What better proof can you have of the change that has come over the country in the attitude of its leaders towards their women than the presence of these Chinese girls in the educational institutions of America?
As patriots and workers for China we cannot but be happy in our hearts to hear of the facts and know that Chinese women have proved themselves able to receive and wisely use their education. It is practically an established fact that every Chinese student is wishing God-speed and success to the nation-wide propanganda for the uplift and betterment of our women. But is this wish alone sufficient to bring its realization? To hope success and to achieve success are entirely different propositions.
Our statesmen for centuries back have felt the need for female education and must have wished for it. But what was the good of their mere wishing?
The missionaries came in their turn. They not only wished and prayed, but they labored. And it is largely due to their untiring efforts in the face of obstacles well-nigh insurmountable, that the present interest in women’s education owes its existence.
Now it is our turn. What are we going to do in answer to the call of duty?
What good are laws and edicts if they are not enforced? Who of us does not know that at this very day foot-binding is still going on unhindered, that educational opportunities for girls are few and far behind those for boys, and that polygamy is an everyday practice even among some officials?

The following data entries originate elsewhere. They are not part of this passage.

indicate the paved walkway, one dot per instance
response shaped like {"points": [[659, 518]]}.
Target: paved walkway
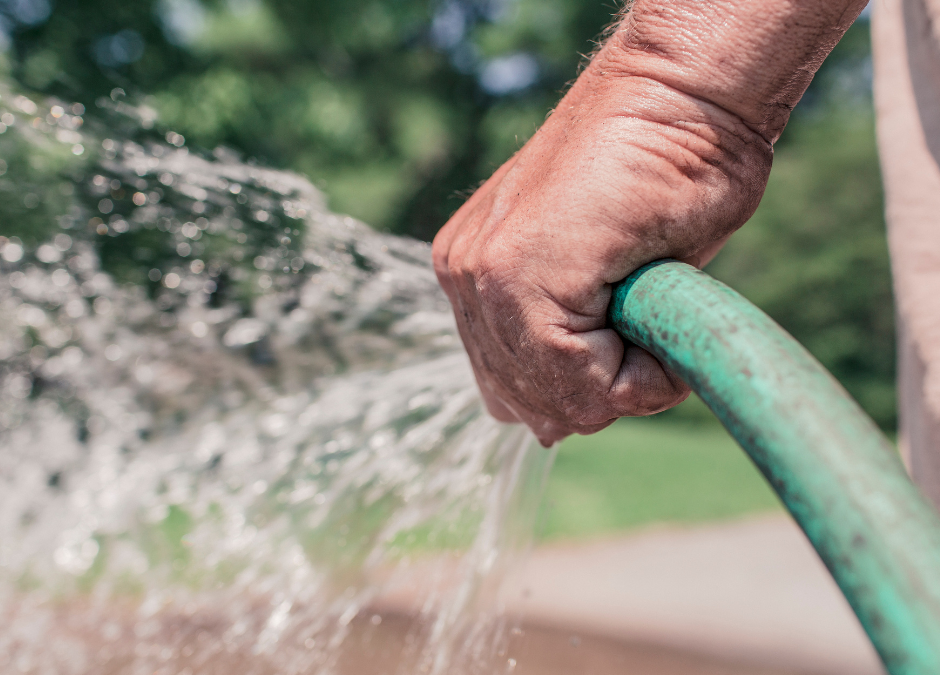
{"points": [[751, 592]]}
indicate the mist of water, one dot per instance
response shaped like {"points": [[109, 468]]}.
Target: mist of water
{"points": [[238, 433]]}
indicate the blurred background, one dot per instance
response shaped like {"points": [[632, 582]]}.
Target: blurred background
{"points": [[396, 109]]}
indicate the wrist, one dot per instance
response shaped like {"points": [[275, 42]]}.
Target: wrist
{"points": [[752, 59]]}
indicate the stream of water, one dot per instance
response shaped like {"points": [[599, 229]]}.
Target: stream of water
{"points": [[238, 433]]}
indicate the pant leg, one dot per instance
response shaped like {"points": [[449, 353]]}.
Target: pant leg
{"points": [[906, 45]]}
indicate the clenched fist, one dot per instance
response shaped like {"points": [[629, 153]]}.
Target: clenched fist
{"points": [[662, 148]]}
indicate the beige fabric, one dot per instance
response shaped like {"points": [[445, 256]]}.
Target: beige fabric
{"points": [[906, 42]]}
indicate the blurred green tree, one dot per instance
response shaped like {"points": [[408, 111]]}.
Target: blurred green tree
{"points": [[396, 107]]}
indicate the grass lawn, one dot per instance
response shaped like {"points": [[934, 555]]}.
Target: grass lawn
{"points": [[677, 468]]}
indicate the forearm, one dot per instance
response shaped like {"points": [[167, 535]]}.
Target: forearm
{"points": [[753, 58]]}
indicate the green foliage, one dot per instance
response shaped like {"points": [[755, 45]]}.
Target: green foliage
{"points": [[643, 471], [815, 256], [380, 102], [385, 104]]}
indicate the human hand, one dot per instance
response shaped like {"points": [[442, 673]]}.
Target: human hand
{"points": [[631, 167]]}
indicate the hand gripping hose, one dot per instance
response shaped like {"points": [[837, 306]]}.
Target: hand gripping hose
{"points": [[835, 471]]}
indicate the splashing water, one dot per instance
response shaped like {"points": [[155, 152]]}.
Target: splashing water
{"points": [[238, 433]]}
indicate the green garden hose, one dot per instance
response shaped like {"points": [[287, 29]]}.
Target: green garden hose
{"points": [[835, 471]]}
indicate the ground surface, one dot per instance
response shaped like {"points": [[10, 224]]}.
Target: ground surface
{"points": [[675, 468]]}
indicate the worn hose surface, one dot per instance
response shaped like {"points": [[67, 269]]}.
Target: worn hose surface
{"points": [[835, 471]]}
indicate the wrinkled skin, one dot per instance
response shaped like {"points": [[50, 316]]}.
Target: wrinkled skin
{"points": [[661, 148]]}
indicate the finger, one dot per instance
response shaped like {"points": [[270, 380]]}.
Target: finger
{"points": [[645, 386]]}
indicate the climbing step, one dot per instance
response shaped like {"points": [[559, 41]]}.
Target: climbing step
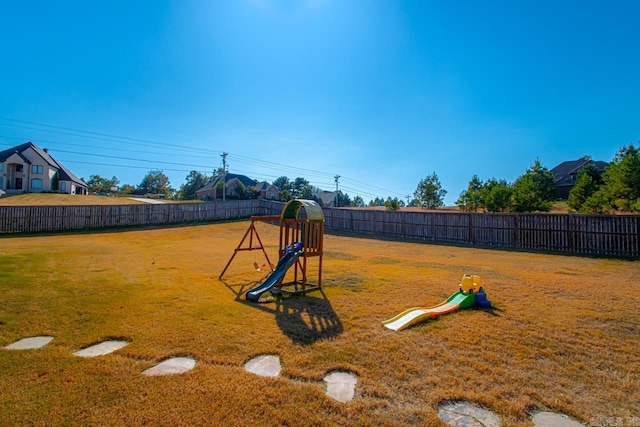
{"points": [[30, 343], [264, 365], [465, 414], [175, 365], [341, 385], [102, 348]]}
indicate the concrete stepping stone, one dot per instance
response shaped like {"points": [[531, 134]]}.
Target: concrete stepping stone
{"points": [[465, 414], [552, 419], [341, 385], [30, 343], [175, 365], [101, 349], [265, 366]]}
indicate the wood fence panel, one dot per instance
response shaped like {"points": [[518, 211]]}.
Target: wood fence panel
{"points": [[609, 235]]}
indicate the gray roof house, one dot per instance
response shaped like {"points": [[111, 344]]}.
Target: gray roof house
{"points": [[213, 190], [27, 168], [565, 174]]}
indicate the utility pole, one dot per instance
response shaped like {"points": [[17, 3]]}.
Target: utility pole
{"points": [[224, 175]]}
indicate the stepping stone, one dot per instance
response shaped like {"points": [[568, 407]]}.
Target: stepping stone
{"points": [[101, 349], [175, 365], [341, 386], [265, 366], [29, 343], [464, 414], [551, 419]]}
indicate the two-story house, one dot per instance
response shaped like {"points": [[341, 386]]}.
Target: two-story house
{"points": [[27, 168], [565, 174]]}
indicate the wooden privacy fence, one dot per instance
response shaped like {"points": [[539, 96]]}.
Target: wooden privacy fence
{"points": [[15, 219], [610, 235]]}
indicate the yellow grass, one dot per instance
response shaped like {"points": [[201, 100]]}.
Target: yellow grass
{"points": [[563, 335]]}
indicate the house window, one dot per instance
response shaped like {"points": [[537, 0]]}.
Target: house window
{"points": [[36, 184]]}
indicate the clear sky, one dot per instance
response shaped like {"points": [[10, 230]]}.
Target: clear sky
{"points": [[382, 93]]}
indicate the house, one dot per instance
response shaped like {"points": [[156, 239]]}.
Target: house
{"points": [[267, 191], [27, 168], [565, 174], [233, 183]]}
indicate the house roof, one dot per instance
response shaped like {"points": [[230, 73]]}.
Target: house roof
{"points": [[564, 171], [245, 180], [264, 185], [65, 174]]}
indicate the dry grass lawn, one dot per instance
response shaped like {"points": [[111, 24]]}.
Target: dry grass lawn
{"points": [[563, 335]]}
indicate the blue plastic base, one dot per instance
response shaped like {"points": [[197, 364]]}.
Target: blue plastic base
{"points": [[482, 301]]}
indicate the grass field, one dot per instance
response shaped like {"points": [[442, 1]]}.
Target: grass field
{"points": [[563, 335]]}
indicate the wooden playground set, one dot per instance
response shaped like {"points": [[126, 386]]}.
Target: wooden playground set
{"points": [[301, 223]]}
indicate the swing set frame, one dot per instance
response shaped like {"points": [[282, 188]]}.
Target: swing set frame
{"points": [[294, 227]]}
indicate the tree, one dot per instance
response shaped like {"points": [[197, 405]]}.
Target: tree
{"points": [[497, 195], [534, 191], [429, 192], [155, 182], [621, 179], [471, 199], [587, 183], [194, 181]]}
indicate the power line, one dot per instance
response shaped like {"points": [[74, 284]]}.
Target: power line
{"points": [[362, 188]]}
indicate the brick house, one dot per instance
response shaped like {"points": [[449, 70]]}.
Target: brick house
{"points": [[565, 174], [213, 190], [27, 168]]}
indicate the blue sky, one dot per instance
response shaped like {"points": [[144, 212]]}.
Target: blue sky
{"points": [[382, 93]]}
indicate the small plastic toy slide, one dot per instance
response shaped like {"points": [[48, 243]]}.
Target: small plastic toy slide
{"points": [[414, 315]]}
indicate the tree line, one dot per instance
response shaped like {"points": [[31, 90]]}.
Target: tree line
{"points": [[616, 189]]}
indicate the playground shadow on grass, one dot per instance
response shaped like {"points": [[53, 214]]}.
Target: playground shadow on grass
{"points": [[307, 319]]}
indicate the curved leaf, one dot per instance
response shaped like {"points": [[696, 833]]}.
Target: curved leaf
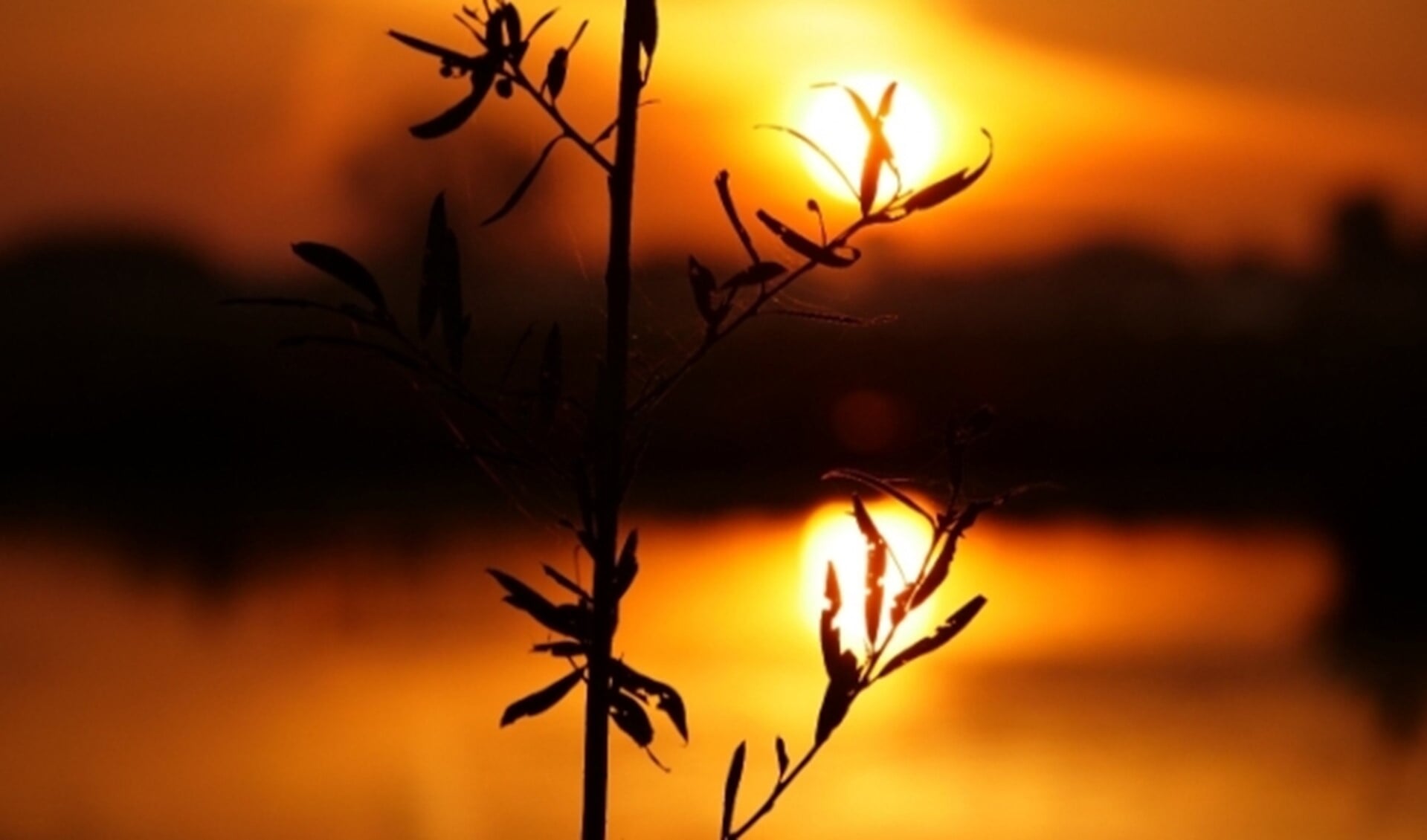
{"points": [[816, 149], [567, 619], [551, 375], [827, 630], [757, 274], [942, 635], [628, 565], [877, 568], [725, 197], [526, 183], [837, 700], [631, 719], [645, 688], [343, 267], [541, 700], [731, 784], [951, 186], [555, 71], [807, 247]]}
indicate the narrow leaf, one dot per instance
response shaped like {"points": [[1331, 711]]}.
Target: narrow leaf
{"points": [[877, 568], [645, 688], [827, 630], [565, 621], [725, 197], [950, 187], [942, 635], [447, 56], [540, 22], [703, 284], [816, 149], [341, 265], [936, 574], [567, 584], [731, 784], [551, 375], [757, 274], [628, 565], [644, 19], [807, 247], [880, 485], [526, 183], [555, 71], [631, 719], [837, 700], [441, 282], [541, 700], [391, 355], [451, 119], [565, 649]]}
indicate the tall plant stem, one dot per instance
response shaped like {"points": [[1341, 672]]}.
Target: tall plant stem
{"points": [[608, 439]]}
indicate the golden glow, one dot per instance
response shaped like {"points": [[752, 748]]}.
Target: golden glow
{"points": [[912, 129], [832, 535]]}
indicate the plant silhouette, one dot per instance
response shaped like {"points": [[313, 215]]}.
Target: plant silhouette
{"points": [[591, 445]]}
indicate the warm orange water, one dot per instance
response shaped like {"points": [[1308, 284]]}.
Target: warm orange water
{"points": [[1149, 682]]}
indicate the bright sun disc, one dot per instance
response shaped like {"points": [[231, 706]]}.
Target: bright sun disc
{"points": [[832, 535], [831, 120]]}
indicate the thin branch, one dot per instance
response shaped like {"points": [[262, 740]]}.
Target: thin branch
{"points": [[661, 388], [524, 83]]}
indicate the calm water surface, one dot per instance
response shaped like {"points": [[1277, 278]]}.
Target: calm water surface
{"points": [[1127, 682]]}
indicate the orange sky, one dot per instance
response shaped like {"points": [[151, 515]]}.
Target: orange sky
{"points": [[1211, 127]]}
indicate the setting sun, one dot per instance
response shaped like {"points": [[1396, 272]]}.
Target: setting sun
{"points": [[832, 535], [912, 129]]}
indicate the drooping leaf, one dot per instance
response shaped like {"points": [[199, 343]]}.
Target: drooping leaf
{"points": [[483, 76], [666, 698], [942, 635], [541, 700], [818, 150], [526, 183], [725, 197], [343, 267], [555, 71], [565, 649], [644, 20], [451, 119], [628, 565], [951, 186], [837, 700], [878, 153], [757, 274], [731, 784], [567, 584], [441, 284], [877, 568], [450, 57], [880, 485], [551, 375], [703, 285], [807, 247], [565, 619], [827, 627], [631, 717], [939, 568]]}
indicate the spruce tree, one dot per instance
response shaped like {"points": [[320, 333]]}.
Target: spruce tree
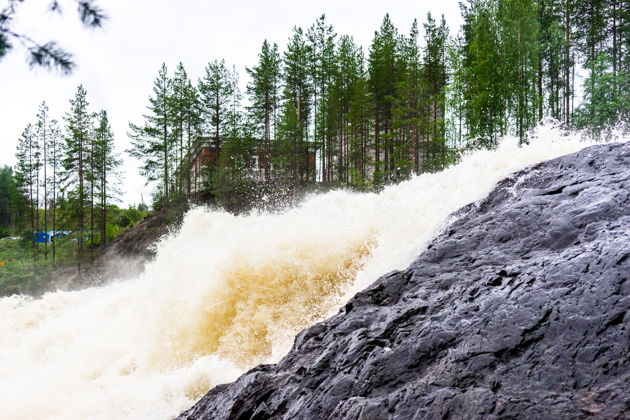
{"points": [[263, 91], [152, 142], [76, 163]]}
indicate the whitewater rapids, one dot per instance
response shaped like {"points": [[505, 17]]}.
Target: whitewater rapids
{"points": [[226, 293]]}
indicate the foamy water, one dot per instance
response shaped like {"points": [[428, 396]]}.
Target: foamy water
{"points": [[227, 293]]}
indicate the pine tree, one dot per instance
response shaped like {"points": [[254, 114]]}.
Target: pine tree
{"points": [[75, 163], [518, 26], [152, 142], [297, 98], [107, 177], [55, 154], [263, 91], [42, 128], [321, 40], [383, 78], [179, 109], [216, 90]]}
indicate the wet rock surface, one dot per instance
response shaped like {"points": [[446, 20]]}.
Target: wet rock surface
{"points": [[520, 309]]}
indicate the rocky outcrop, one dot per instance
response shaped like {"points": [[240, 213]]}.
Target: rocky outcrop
{"points": [[520, 309]]}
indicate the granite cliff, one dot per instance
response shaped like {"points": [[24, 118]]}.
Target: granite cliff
{"points": [[519, 309]]}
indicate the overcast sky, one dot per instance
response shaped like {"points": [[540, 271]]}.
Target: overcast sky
{"points": [[117, 65]]}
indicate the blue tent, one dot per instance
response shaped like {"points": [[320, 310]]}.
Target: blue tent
{"points": [[48, 237]]}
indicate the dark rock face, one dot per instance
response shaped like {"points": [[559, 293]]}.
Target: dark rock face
{"points": [[520, 309]]}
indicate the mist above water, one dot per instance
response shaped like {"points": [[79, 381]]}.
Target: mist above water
{"points": [[228, 292]]}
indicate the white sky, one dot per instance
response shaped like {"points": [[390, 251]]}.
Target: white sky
{"points": [[117, 65]]}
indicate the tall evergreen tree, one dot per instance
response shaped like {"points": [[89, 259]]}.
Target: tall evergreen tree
{"points": [[263, 91], [107, 163], [75, 162], [297, 98], [152, 142]]}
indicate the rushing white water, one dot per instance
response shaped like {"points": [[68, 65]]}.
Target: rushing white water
{"points": [[226, 293]]}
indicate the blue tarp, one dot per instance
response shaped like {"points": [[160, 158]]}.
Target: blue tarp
{"points": [[46, 237]]}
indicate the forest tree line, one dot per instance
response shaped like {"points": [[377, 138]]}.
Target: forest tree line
{"points": [[408, 105], [62, 189]]}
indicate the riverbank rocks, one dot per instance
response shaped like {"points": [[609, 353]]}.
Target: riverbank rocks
{"points": [[519, 309]]}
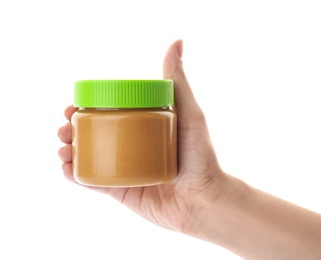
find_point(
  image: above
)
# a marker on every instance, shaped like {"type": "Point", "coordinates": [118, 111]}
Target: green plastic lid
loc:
{"type": "Point", "coordinates": [124, 93]}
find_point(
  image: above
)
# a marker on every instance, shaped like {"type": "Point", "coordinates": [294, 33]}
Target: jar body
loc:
{"type": "Point", "coordinates": [124, 147]}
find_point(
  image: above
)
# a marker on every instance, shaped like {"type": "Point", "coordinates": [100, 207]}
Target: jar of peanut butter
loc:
{"type": "Point", "coordinates": [124, 133]}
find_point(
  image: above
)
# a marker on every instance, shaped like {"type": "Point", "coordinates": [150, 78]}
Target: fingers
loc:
{"type": "Point", "coordinates": [185, 101]}
{"type": "Point", "coordinates": [69, 111]}
{"type": "Point", "coordinates": [65, 153]}
{"type": "Point", "coordinates": [67, 170]}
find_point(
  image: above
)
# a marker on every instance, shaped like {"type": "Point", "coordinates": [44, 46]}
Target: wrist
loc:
{"type": "Point", "coordinates": [218, 208]}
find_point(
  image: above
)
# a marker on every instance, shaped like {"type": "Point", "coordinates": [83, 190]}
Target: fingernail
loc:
{"type": "Point", "coordinates": [179, 48]}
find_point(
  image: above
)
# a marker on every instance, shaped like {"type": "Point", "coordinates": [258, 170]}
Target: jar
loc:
{"type": "Point", "coordinates": [124, 133]}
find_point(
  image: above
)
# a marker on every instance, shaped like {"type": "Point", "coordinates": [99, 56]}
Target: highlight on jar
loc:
{"type": "Point", "coordinates": [124, 133]}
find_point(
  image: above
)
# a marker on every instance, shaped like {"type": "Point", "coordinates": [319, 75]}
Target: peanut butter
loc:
{"type": "Point", "coordinates": [113, 145]}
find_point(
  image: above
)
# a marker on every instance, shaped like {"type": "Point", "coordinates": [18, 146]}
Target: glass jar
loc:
{"type": "Point", "coordinates": [124, 133]}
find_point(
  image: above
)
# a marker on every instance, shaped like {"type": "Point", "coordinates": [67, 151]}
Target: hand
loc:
{"type": "Point", "coordinates": [174, 205]}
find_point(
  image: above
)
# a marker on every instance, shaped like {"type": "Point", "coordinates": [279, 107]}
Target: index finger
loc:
{"type": "Point", "coordinates": [69, 111]}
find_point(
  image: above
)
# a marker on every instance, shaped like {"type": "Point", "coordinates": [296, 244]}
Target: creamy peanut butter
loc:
{"type": "Point", "coordinates": [125, 146]}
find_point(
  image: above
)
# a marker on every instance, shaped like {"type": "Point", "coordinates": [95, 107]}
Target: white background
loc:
{"type": "Point", "coordinates": [255, 68]}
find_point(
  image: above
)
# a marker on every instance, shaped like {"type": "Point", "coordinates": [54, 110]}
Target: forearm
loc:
{"type": "Point", "coordinates": [256, 225]}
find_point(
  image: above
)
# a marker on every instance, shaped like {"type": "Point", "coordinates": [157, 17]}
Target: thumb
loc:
{"type": "Point", "coordinates": [185, 102]}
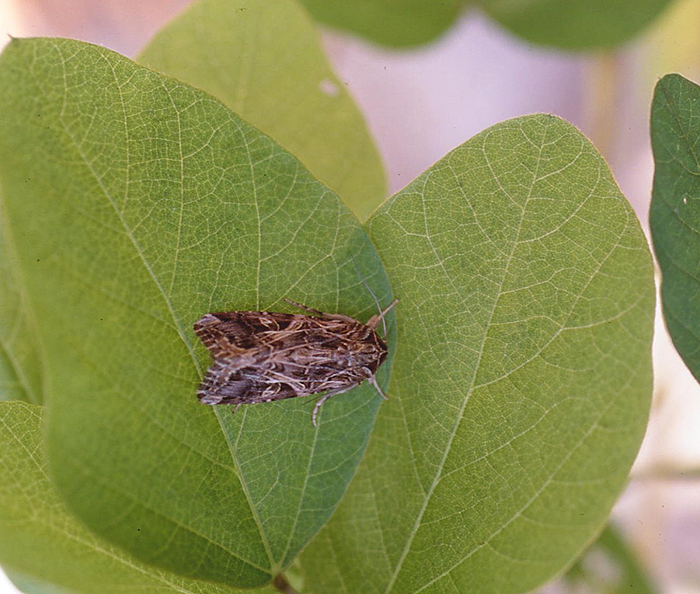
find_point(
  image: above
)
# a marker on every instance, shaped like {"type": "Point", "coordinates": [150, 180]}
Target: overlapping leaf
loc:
{"type": "Point", "coordinates": [521, 386]}
{"type": "Point", "coordinates": [675, 210]}
{"type": "Point", "coordinates": [264, 60]}
{"type": "Point", "coordinates": [575, 25]}
{"type": "Point", "coordinates": [568, 24]}
{"type": "Point", "coordinates": [136, 204]}
{"type": "Point", "coordinates": [43, 547]}
{"type": "Point", "coordinates": [392, 22]}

The Great Charter was wrung from King John 700 years ago — but the fight for freedom and human rights is still going on in English itself. How many years will it take for us to fully raise the submerged half of our country?
Friends and fellow-students: China’s submerged half has begun to emerge and when you recall that a battalion of Chinese young women was organized and drilled for service in the late revolution, and that a militant woman suffragist used violence towards a deputy of the Nanking Assembly for refusing to vote for woman suffrage, you will agree with me that a part of that half has emerged with a vengeance.
Still, all that is but a beginning. The great mass of the people has yet to be aroused to the necessity for action. The neglect and indifference to women’s welfare in the past must be remedied — not only laws must be passed in the interest of the future mothers of the new Republic, but they must be religiously enforced. Prejudice must be removed and a healthy public sentiment created to support the progressive movement.
In furtherance of such a cause we students should take a leading part. To us girls especially, who are among the first to emerge, will fall the duties of pioneers and, if we do our share, ours will be the honor and the glory.
The welfare of China and possibly its very existence as an independent nation depends on rendering tardy justice to its womankind. For no nation can ever make real and lasting progress in civilization unless its women are following close to its men if not actually abreast with them.
In the fierce struggle for existence among the nations, that nation is badly handicapped which leaves undeveloped one half of its intellectual and moral resources.
If, according to President Lincoln, the Federal Union could not endure half free, half slave, how can China maintain her position among independent nations half free and taught, half shackled in body and in mind?